Japan Nuclear Fuel Ltd (JNFL), which operates the nuclear fuel reprocessing plant under construction in Japan’s Aomori Prefecture, said in late August that it had found a water leak earlier in the month in the pipes of a storage pool at the plant. JNFL found that the pipes were corroded in 20 places and one of them had a hole. The pipes are located outdoors and used for inspections. JNFL believes rainwater had seeped through gaps in insulation materials wrapped around the pipes, but added that the corrosion had no impact on the pool's operation.
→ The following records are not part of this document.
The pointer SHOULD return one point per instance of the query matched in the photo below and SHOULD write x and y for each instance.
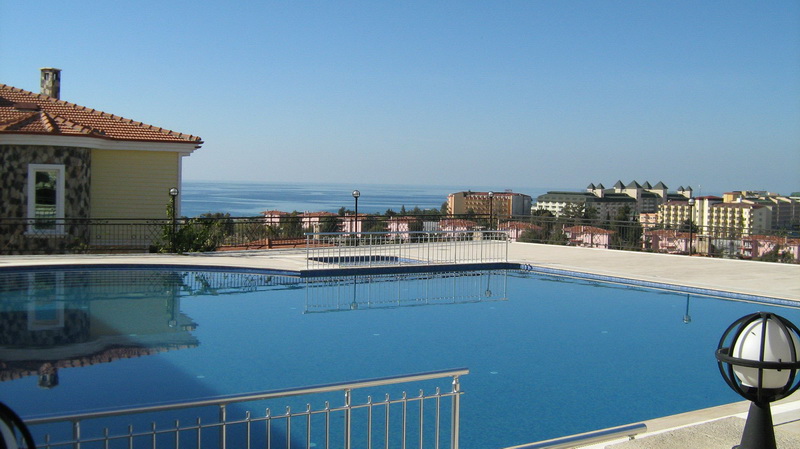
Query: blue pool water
(548, 355)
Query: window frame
(58, 229)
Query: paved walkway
(738, 276)
(698, 429)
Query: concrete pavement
(718, 427)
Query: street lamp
(356, 194)
(691, 225)
(686, 317)
(491, 197)
(173, 193)
(758, 358)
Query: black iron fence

In April, the Nuclear Regulation Authority (NRA) resumed its review of the plant after an eight-month suspension. JNFL had applied for a state safety assessment in 2014, hoping to meet the more stringent standards introduced following the 2011 Fukushima Daiichi disaster. The checks are required the plant can begin operating. However they were halted in October following revelations about the JNFLs lax safety management.
In August 2017, about 800 litres of rainwater was found to have seeped into a building housing key emergency power sources because the ageing equipment had not been checked for about 14 years.
This is just the latest in a long series of delays. The plant was originally scheduled for completion in 1997, but the timeline has been pushed back 24 times for various technical reasons. JNFL’s latest timeline had aimed for the plant to be completed in the first half of fiscal 2018, but it said in December that it will have to push back the schedule by three more years. JNFL expects the plant to be completed in the first half of fiscal 2021. The facility is designed to handle up to 800t of used nuclear fuel a year, extracting about 8t of plutonium for re-use in mox fuel.